Some of the best practices I heard:

  • The streaming audience is just a click away from something more interesting, so follow VCU’s example and break up longish events into segments, as they did with their White Coat Ceremony.  
  • Respect your audience’s privacy, especially for live events.  Some attendees will not want to be on camera.  Solutions include changing the camera angle or making sure they are shooting from different spots to help balance privacy concerns with public moments.  VCU provides yellow badges to those who don’t want to be on camera. If you are a producer, let attendees know they should tell you if they have concerns.
  • Think quality over quantity. Don’t create content just for sake of creating content. Add value:
    • Do live interviews. Dartmouth holds interviews with Admissions officers, 7-9 pm at night, who provide guidance regarding admissions and financial aid.
    • Be timely with your content, e.g., VCU hosts live interviews with infectious disease doctors during flu season.  Often, local news will air segments of VCU’s interviews on their evening broadcasts, thus helping turn “owned content into earned content,” as one of the panelists said.
    • Partner for content.  VCU matched its own dietitians and nutritionists with a science museum that has a test kitchen, jointly producing live events on how to cook tasty, healthy food. The net result is that each of the institutions, VCU and the science museum, cross-pollinated their Facebook pages with one another’s followers.
  • Audio is key. As a veteran of video conferencing, it was pleasing to me to hear this group of producers has learned what we have known for a long time: “people are more forgiving of bad video than bad audio.”  Old news but true news.  So, some of these folks encourage good lapel mics and making sure you’ll have good Internet when you get to streaming.

What I think

These examples and a recent article I saw in Campus Technology about how Princeton has used MOOCs to transform its delivery of video has me thinking the new world of campus video is finally arriving.  For years, lecture capture has dominated the campus video discussion, but now a very quiet transformation has begun to take place.  Non-classroom-oriented stakeholders, which include admissions, marketing, and alumni relations, are taking advantage of live streaming.

I see guerilla streaming becoming campus video everywhere. Ten years ago, I began arguing that alumni relations “would be” the secret killer app for campus video. Turns out I was half right.  It’s also marketing and admissions. At the time I thought simple virtual tours would be enough when it came to admissions.  But no, if you can reach your prospective applicants with live streaming by showing off some snazzy events such as Tony Awards ceremonies or flu prevention sessions or corpse flower blooms – you are enhancing your brand.  Not so shabby to hold sessions with Admissions and Financial Aid counselors, too.

Finally, read that Campus Technology article.  Where lecture capture has been about dropping appliances and AV equipment and PCs/Macs into the classroom, leavening with a bit of learner-generated recording, and tossing in a bit of faculty training, campus video everywhere is about accepting change and a potpourri of consumer, prosumer, and educational technologies.

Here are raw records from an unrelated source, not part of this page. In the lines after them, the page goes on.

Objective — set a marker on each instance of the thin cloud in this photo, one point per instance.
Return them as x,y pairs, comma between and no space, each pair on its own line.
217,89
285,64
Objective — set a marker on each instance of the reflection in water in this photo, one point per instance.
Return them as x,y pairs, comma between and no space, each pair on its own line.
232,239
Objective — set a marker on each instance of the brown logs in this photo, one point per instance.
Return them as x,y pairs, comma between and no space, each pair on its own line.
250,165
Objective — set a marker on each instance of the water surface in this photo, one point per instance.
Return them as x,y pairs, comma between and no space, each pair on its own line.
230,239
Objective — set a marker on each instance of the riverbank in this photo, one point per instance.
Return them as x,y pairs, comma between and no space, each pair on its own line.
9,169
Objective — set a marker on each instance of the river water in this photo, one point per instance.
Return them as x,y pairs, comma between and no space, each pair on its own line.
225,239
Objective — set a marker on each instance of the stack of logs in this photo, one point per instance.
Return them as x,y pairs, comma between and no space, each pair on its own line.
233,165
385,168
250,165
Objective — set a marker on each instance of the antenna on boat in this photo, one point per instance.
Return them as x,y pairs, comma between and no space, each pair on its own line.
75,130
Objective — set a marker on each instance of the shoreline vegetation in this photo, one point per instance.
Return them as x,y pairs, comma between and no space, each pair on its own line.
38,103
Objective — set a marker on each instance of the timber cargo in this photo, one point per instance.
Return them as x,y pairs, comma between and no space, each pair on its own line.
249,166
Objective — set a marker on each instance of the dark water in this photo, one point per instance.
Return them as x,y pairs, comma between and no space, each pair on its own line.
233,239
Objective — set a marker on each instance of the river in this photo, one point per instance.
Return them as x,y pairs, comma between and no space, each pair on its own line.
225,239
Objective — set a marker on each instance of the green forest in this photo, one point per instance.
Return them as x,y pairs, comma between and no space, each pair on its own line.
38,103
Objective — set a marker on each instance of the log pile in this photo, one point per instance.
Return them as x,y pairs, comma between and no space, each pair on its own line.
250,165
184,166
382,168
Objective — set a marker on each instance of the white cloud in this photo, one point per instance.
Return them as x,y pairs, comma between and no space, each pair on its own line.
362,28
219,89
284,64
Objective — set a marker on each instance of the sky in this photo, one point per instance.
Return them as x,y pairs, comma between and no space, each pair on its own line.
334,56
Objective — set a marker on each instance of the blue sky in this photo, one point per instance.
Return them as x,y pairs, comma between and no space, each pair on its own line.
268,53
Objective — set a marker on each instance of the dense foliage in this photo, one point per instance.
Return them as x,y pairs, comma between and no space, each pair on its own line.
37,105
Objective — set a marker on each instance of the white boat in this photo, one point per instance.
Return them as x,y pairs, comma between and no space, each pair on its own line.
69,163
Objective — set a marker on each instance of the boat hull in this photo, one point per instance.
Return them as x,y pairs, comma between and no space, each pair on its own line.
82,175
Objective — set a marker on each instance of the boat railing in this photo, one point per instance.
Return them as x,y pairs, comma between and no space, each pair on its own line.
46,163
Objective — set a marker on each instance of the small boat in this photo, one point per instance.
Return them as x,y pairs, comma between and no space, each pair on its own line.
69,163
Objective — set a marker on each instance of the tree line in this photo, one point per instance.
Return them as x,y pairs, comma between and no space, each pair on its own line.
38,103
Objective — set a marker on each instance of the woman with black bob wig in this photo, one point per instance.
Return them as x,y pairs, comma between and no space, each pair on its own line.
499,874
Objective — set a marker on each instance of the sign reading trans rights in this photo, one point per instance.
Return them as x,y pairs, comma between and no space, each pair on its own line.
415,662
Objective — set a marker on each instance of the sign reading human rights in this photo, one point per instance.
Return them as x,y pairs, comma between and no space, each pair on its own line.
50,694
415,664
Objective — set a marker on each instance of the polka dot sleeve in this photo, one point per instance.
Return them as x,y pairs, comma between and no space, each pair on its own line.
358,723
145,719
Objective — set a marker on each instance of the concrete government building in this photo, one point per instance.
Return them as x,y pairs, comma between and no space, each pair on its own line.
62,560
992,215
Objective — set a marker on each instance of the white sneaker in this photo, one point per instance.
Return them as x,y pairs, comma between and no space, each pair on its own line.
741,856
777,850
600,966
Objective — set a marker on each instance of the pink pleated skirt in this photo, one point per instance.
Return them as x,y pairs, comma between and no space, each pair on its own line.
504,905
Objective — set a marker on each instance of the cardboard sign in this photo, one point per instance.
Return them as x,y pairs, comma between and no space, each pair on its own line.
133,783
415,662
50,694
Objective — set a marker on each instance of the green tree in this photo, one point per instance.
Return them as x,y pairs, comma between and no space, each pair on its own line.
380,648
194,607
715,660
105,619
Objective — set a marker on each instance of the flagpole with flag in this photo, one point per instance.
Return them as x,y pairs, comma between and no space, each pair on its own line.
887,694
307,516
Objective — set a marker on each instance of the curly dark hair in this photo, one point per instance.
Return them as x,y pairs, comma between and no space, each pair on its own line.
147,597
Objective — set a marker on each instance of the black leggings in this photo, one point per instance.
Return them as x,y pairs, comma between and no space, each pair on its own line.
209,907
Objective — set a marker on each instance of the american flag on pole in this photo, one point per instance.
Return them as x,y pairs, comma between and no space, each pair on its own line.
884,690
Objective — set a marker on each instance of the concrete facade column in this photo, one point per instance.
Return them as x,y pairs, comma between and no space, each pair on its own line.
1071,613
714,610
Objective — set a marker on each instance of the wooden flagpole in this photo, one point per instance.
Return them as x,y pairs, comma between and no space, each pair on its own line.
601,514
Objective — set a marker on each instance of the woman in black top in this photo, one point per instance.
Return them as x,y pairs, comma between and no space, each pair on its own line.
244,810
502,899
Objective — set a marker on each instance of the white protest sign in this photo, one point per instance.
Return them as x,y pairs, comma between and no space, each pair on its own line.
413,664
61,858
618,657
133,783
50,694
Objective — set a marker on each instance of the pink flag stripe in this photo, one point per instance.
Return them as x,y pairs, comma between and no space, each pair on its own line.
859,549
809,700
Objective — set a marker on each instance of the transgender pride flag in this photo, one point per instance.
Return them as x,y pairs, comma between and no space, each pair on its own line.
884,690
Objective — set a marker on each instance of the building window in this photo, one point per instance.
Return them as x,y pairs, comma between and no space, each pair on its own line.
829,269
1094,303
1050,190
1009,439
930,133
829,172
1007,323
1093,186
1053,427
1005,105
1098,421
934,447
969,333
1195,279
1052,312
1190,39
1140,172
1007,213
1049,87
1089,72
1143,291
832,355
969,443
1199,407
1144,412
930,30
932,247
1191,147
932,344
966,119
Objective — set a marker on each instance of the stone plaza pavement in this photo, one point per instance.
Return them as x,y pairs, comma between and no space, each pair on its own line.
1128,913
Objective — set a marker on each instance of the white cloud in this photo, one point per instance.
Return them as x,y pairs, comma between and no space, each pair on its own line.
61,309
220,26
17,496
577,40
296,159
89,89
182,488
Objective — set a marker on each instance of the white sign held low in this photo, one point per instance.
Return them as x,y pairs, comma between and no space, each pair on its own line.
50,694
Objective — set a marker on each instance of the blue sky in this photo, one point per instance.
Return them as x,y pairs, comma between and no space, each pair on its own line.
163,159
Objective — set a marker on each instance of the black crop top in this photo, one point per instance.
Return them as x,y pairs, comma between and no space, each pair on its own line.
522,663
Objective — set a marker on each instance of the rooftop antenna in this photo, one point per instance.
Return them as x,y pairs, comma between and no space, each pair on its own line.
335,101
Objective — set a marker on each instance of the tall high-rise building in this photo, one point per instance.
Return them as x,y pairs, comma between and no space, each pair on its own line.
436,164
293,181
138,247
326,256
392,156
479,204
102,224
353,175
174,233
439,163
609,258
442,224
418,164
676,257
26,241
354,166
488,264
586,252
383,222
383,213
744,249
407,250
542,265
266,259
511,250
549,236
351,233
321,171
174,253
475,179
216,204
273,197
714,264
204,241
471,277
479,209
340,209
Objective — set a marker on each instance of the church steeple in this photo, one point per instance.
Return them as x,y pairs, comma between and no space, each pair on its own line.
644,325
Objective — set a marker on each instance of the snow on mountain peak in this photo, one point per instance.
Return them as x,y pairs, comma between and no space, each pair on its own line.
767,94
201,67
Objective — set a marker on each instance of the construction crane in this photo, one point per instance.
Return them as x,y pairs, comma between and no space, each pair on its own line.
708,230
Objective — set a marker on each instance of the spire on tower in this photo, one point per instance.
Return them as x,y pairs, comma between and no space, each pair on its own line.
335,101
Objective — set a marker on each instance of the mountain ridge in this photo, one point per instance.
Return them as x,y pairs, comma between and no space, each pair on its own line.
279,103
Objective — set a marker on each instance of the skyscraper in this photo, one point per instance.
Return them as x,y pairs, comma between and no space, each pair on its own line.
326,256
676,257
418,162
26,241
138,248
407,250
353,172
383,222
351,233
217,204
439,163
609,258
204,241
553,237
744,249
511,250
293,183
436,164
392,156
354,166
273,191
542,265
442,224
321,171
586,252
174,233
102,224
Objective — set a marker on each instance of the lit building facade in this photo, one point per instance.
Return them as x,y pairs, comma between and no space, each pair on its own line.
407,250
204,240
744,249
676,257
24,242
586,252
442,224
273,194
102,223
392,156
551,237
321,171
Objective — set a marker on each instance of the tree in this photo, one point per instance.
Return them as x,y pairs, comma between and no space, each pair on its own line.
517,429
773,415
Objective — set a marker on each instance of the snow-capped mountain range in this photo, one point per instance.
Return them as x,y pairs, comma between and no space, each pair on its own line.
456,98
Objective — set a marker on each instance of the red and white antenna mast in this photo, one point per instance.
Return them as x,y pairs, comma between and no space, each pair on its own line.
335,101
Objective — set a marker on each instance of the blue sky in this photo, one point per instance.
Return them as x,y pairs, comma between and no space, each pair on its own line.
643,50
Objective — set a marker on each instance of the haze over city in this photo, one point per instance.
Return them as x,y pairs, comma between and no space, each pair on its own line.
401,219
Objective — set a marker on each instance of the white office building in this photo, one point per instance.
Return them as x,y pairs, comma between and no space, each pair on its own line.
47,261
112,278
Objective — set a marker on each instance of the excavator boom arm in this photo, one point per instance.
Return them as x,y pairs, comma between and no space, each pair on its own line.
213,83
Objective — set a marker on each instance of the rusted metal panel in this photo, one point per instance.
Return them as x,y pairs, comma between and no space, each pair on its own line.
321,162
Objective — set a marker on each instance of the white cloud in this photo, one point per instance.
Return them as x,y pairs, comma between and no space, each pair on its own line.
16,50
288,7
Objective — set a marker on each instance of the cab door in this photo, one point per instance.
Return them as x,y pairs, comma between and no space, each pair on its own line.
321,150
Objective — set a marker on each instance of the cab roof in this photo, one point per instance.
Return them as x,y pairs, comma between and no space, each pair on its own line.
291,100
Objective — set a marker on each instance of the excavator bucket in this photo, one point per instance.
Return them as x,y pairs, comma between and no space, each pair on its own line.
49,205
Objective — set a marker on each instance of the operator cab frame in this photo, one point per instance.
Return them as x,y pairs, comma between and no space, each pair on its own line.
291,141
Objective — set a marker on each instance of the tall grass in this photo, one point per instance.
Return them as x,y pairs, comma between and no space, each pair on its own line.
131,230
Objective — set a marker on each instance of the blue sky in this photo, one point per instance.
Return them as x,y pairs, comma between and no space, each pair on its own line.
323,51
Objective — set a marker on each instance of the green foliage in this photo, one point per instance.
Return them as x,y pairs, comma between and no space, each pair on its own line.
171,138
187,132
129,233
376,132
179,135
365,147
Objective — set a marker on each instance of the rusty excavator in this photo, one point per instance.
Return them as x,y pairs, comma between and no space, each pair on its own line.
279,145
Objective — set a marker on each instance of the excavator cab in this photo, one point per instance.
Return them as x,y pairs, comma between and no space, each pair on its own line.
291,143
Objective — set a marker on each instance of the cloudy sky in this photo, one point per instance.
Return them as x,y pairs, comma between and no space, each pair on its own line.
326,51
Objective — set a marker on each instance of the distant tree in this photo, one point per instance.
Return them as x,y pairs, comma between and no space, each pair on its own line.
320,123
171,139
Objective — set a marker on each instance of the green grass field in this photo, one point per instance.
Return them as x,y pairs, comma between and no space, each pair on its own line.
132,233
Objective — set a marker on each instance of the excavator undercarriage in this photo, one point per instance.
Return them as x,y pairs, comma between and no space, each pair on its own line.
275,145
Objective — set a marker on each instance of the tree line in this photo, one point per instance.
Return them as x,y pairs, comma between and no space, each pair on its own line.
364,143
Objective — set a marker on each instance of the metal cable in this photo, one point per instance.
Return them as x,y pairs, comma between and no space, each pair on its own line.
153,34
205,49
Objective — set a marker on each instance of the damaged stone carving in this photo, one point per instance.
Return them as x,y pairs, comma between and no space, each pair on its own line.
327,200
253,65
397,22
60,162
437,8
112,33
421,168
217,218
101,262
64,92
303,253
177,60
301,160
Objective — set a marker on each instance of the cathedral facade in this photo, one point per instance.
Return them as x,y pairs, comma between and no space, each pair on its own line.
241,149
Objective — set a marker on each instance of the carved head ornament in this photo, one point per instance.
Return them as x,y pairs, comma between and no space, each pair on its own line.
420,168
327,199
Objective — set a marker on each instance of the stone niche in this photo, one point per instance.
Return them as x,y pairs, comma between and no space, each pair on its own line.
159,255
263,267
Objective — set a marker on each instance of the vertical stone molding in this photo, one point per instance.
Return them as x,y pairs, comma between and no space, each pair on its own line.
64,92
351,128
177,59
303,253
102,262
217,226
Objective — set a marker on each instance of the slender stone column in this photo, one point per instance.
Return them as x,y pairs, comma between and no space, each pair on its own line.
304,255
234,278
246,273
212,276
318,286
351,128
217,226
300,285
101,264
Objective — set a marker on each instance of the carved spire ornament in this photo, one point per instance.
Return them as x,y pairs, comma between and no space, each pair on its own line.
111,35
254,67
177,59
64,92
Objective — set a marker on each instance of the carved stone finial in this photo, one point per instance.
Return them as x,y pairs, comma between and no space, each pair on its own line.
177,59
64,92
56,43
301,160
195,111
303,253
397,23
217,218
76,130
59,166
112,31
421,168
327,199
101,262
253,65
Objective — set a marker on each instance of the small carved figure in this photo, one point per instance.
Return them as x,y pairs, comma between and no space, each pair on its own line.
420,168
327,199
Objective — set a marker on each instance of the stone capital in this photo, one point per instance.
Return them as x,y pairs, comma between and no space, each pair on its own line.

A guerrilla marketing approach.  And as one of the panelists said, “it’s OK if it’s not perfectly polished. Social video is very different from doing a large event simulcast.”  Look at what you are recording and streaming and adjust accordingly.  Your Admissions Directors, Chief Marketing Officers, and Chief Academic Officers will appreciate you even more, not to mention the rest of your online and local stakeholders!